不僅是思想,她連個性都被感染得溫柔不少。
「你不生氣?」妁珊簡直無法接受事實。
「她真的戀愛啦!」楱桐代為解釋的跟妁珊說。
「喔!老天!你看她已經……已經不是她。」妁珊驚恐的慌叫。
「這樣不好嗎?」澐攸自己也覺得不太適應自己的改變,可是回頭想想,也不會不好嘛!
「我覺得滿好的,最起碼像個溫柔的女人,比原先霸道的陰陽怪氣要好得多。」亞穗說出她的看法。

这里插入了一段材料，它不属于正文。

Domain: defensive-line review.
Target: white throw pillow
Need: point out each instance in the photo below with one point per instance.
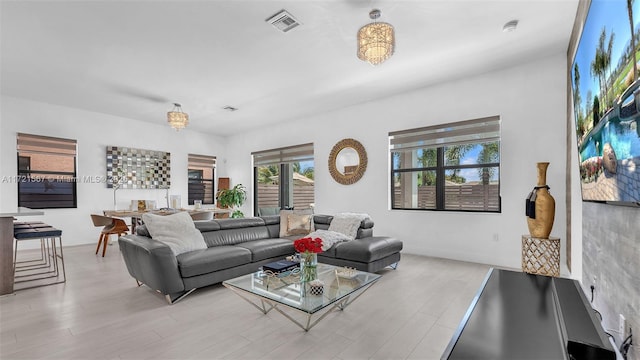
(176, 230)
(296, 222)
(347, 223)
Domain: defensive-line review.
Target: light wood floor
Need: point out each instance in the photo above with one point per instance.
(100, 313)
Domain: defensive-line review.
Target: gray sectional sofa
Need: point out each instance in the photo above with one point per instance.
(239, 246)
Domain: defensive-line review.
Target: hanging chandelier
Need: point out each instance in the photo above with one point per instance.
(176, 118)
(376, 41)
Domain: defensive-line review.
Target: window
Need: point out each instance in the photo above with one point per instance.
(46, 172)
(454, 167)
(201, 174)
(283, 179)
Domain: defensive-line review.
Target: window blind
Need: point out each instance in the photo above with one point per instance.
(290, 154)
(201, 162)
(464, 132)
(36, 144)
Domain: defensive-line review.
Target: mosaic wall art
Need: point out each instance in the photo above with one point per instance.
(130, 168)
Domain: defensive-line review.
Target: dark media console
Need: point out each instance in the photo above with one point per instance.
(523, 316)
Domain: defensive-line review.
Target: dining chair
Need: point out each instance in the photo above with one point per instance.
(112, 226)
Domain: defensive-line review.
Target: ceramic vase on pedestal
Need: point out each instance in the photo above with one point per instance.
(540, 206)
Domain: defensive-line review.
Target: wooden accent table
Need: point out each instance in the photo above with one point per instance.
(541, 256)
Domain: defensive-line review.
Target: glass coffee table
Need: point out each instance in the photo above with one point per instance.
(268, 291)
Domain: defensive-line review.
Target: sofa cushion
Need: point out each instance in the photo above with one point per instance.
(176, 230)
(212, 259)
(368, 249)
(296, 222)
(235, 236)
(268, 248)
(240, 223)
(347, 223)
(204, 226)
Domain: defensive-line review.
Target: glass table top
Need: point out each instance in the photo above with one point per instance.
(286, 289)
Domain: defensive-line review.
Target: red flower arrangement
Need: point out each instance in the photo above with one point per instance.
(308, 248)
(308, 245)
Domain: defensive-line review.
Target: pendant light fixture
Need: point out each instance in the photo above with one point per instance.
(177, 118)
(376, 41)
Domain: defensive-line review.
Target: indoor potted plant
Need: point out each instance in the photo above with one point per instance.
(232, 198)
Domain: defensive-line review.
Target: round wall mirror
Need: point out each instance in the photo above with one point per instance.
(347, 161)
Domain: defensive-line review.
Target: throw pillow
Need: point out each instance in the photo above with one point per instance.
(177, 231)
(347, 223)
(301, 222)
(298, 224)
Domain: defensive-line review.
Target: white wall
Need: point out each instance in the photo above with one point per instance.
(94, 132)
(531, 101)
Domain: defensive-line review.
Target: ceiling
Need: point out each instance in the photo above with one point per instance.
(135, 58)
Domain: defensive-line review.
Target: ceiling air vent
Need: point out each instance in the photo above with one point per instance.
(283, 21)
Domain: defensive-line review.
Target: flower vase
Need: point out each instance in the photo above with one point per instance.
(308, 267)
(540, 206)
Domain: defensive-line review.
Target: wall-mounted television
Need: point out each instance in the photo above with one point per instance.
(605, 90)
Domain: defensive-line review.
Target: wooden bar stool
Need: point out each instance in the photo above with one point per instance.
(112, 226)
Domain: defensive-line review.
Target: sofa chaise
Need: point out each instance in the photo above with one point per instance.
(240, 246)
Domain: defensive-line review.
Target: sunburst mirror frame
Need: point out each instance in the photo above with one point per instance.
(348, 179)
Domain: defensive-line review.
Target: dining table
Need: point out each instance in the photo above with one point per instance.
(136, 215)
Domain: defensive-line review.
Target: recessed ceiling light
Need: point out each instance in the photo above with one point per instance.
(510, 26)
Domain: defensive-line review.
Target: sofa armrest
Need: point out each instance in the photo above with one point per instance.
(152, 263)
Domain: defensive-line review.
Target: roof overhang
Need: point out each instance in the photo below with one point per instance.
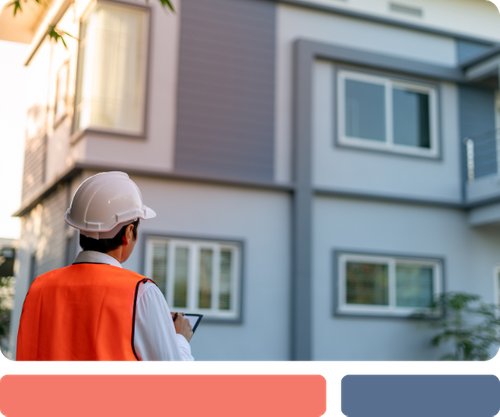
(485, 68)
(23, 26)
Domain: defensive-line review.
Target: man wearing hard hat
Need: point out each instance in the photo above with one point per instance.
(94, 310)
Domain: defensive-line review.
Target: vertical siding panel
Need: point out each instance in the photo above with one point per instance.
(225, 123)
(477, 117)
(51, 250)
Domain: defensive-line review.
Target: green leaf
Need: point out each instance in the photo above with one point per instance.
(167, 3)
(55, 34)
(17, 6)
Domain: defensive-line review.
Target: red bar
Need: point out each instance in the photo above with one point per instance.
(164, 394)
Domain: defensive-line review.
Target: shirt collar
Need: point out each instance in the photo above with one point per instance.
(90, 256)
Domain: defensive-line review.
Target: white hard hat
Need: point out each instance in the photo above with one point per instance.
(104, 203)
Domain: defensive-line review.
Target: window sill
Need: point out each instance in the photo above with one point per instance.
(75, 137)
(394, 150)
(401, 314)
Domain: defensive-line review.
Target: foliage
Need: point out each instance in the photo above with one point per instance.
(57, 34)
(471, 324)
(6, 293)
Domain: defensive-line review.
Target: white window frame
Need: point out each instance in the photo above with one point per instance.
(388, 144)
(89, 10)
(496, 284)
(391, 310)
(194, 246)
(61, 93)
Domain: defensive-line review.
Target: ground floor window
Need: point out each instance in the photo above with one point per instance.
(197, 276)
(372, 284)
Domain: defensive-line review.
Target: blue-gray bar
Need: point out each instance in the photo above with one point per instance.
(419, 394)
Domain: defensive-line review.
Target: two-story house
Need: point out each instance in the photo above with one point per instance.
(320, 168)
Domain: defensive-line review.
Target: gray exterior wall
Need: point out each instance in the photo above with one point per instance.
(225, 124)
(259, 218)
(363, 170)
(470, 256)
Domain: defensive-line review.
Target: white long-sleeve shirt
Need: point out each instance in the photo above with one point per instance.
(155, 339)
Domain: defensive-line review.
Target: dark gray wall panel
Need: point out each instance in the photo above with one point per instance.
(467, 50)
(477, 121)
(225, 120)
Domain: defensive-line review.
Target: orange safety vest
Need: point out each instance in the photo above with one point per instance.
(80, 313)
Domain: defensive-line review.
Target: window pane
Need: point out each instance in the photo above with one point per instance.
(411, 118)
(367, 283)
(113, 70)
(414, 285)
(62, 82)
(181, 276)
(365, 110)
(160, 258)
(225, 280)
(205, 284)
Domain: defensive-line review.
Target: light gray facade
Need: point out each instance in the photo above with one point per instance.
(243, 145)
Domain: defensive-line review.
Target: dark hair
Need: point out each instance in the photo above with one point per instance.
(106, 245)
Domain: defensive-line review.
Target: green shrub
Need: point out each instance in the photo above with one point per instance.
(472, 325)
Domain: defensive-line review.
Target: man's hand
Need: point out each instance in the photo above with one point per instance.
(183, 326)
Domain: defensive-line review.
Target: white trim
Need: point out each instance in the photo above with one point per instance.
(391, 309)
(194, 246)
(389, 84)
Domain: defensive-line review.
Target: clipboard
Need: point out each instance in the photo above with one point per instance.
(194, 319)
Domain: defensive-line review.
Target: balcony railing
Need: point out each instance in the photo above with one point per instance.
(483, 155)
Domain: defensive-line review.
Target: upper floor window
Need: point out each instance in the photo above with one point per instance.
(387, 114)
(369, 284)
(196, 276)
(61, 93)
(112, 69)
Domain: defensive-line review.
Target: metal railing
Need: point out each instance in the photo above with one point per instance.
(483, 154)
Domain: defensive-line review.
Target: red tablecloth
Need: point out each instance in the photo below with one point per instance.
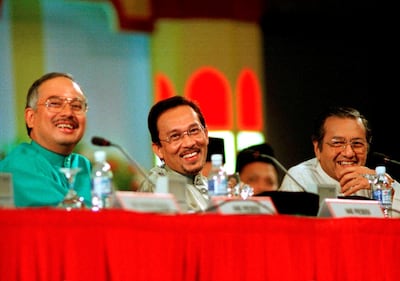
(45, 244)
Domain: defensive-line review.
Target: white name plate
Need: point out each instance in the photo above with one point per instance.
(6, 190)
(146, 202)
(252, 205)
(350, 208)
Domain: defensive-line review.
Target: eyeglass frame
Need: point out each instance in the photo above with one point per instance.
(64, 100)
(183, 133)
(342, 143)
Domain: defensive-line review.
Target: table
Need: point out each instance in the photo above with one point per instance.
(50, 244)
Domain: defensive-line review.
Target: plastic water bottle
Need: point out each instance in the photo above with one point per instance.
(382, 190)
(102, 182)
(217, 178)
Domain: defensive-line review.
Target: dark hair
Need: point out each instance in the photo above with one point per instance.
(33, 94)
(164, 105)
(255, 153)
(340, 112)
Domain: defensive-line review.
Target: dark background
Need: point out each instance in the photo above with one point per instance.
(322, 53)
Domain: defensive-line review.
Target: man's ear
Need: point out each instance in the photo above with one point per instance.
(158, 150)
(316, 149)
(29, 117)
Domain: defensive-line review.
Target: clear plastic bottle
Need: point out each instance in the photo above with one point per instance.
(217, 178)
(102, 182)
(382, 190)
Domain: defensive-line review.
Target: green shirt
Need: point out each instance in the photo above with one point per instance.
(37, 180)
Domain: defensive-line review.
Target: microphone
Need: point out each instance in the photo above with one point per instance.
(277, 163)
(103, 142)
(386, 158)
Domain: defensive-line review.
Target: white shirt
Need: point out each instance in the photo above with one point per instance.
(310, 174)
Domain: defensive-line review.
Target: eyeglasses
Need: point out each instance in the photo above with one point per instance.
(57, 104)
(176, 137)
(358, 145)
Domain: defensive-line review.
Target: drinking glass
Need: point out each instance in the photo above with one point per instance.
(71, 199)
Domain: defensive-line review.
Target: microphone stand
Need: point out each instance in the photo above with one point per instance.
(102, 142)
(273, 159)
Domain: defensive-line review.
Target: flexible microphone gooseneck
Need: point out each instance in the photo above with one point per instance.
(386, 158)
(103, 142)
(273, 159)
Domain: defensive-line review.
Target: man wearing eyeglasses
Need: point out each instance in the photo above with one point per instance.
(179, 138)
(341, 140)
(55, 118)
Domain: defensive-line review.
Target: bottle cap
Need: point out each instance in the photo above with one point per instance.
(380, 169)
(100, 156)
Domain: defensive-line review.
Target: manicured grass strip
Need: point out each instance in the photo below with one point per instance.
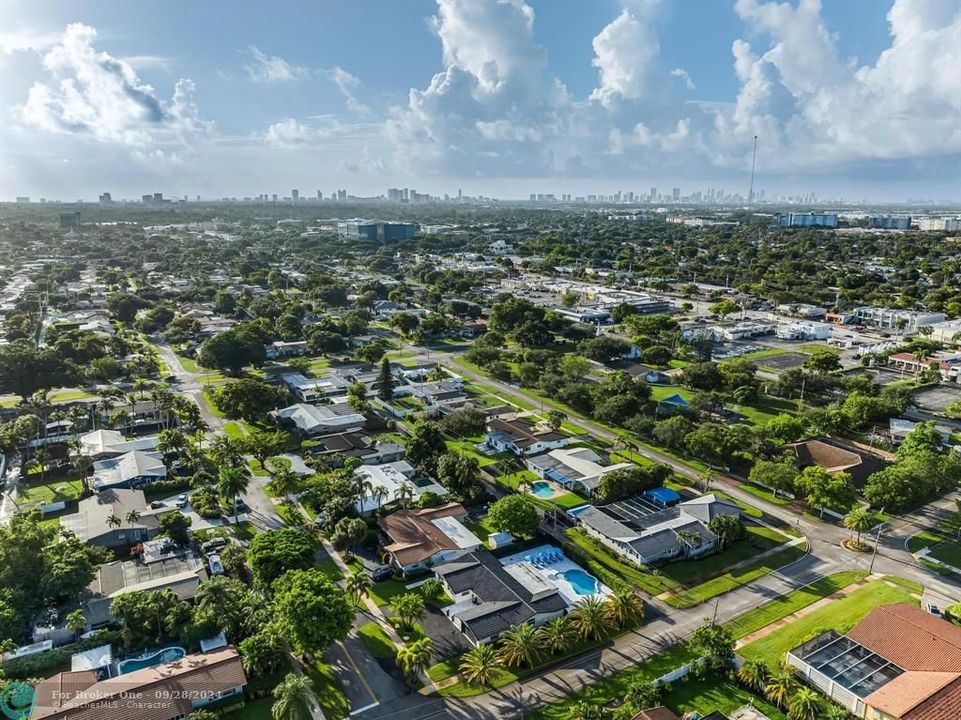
(377, 642)
(735, 579)
(330, 693)
(781, 607)
(840, 615)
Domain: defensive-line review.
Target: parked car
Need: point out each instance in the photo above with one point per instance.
(381, 573)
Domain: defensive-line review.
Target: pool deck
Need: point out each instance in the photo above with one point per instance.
(551, 574)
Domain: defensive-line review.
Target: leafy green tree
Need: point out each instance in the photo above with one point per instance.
(274, 552)
(293, 699)
(521, 645)
(312, 612)
(176, 526)
(480, 664)
(514, 514)
(408, 607)
(248, 399)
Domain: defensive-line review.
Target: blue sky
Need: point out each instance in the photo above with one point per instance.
(500, 97)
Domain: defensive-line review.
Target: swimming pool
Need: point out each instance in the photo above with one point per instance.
(149, 659)
(542, 489)
(582, 583)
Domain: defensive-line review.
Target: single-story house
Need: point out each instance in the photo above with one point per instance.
(519, 436)
(161, 692)
(320, 419)
(836, 456)
(645, 538)
(488, 600)
(130, 470)
(424, 538)
(92, 524)
(100, 444)
(898, 663)
(579, 469)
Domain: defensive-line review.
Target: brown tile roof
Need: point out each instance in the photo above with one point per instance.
(658, 713)
(908, 690)
(945, 705)
(414, 538)
(910, 638)
(155, 693)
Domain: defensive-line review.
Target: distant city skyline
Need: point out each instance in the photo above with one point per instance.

「對呀!」楱桐亦爭著說:「你不曉得以前你有多難伺候,現在可愛多啦!」
「我還是不習慣,總覺得現在的她一點也不真實,連穿著打扮也都沒啥特色,跟外頭成千上萬的女孩同一模樣,多乏味呀!」
妁珊與澐攸,不論是個性、思想與論調都是最相近,也最契合的,難怪她會受不了澐攸的轉變。幸好,唐海洋還頗能欣賞目前的她,不會有意無意刻意改變她。
他們太像啦!像得心知肚明,像得無聊透頂。
也許這也是妁珊最煩他的一點,她總能一眼看透他,就像在看鏡中的自己一樣。
「你幸福嗎?快樂嗎?」妁珊一定要知道,這對她——很重要。
「應該是吧!」澐攸迴避她盯著窗外。跟繼鄲在一起真是苦樂參半,搞得她一會兒開心、一會兒生氣,整顆心忐忑不安的全懸在他身上,尤其是他們之間仍橫著一條好大的溝,彷彿怎麼跨也跨不過。
「怎麼回事?」亞穗比誰都敏感的先看出端倪。
「唉!」澐攸撐著下巴,神情黯然的說:「我們之間存在一個非常嚴重的問題。」
「什麼問題?」
「個性、習慣不同,可以說是完完全全兩個世界的人。」澐攸終於道出她心中的牢騷,她一定要把這些不滿傾洩,否則她容忍過度的脾氣不曉得會以怎樣的方式爆發。
「你們都知道,我喜歡穿著時髦亮眼的衣服,他不喜歡,偏要我保守一點,OK,這點我還做得到;我想吃餐廳上館子,他卻喜歡在家弄東西吃,不惜親自下廚;他愛傳統老舊的東西,我愛新潮流行的花樣;他只聽台語歌,我偏愛聽英文舞曲;他不愛逛街買東西,可是這是我生活的唯一樂趣。像這樣的小衝突每天不曉得要發生多少次,唉!」
「你們就這樣一直吵架嗎?」楱桐覺得怪不可思議,繼鄲竟能忍受她怒張氣拔的凶樣,真是好膽識。
「沒有,通常都是他悶不吭聲地跑出去幾分鐘,再回來時全都順著我的意思做。」澐攸又直歎氣。
「滿優秀的紳士風範嘛!你還好意思挑剔人家?」妁珊一直靜靜地聽著,終於不得不為繼鄲說句公道話。
「我知道,這也是我會愛上他的緣故,這下你們明白了吧!」澐攸傲然地睨著大伙,意思是說:繼鄲的迷人之處,你們該見識到了吧!
「但他能忍耐你多久?容忍你多久?」亞穗一針見血的說中澐攸心中的痛。
「最好的辦法是,兩個人都做些調整,改變改變。」妁珊頗能感受其中的痛苦與為難。
「我們現在就是正朝著這目標走,可是我覺得好難,也好痛苦,雖然繼鄲沒說什麼,但我知道,他一定跟我有相同感受。」澐攸終於蒼白著臉。
「這是你們唯一的路。」亞穗點著頭,無限同情。
「除非是——分手。」楱桐很不想說出這句話,可是他一向贊成不合則分的論調。與其痛苦糾纏一輩子,倒不如分開生活,還有可能得到幸福。
「不。」澐攸用力的抓著楱桐的手,堅決的說出她的心:「我就是不想離開他,才會忍得這麼……苦。」
「不要想太多,習慣是可以養成的,只要你們都願意放棄原來的生活習慣,絕對能夠苦盡甘來。」亞穗體貼的拍著澐攸的手。
「亞穗說的很有道理,你只要忍耐些時日,什麼都不要想,就可以過得快樂啦!」妁珊也跟著安慰地摟著她的腰。
「澐攸,你抓得我的手好痛呀!」楱桐痛得齜牙咧嘴。
「還沒問你,考得怎樣?有沒有把握贏?」在撒手的同時,澐攸提起這個問題。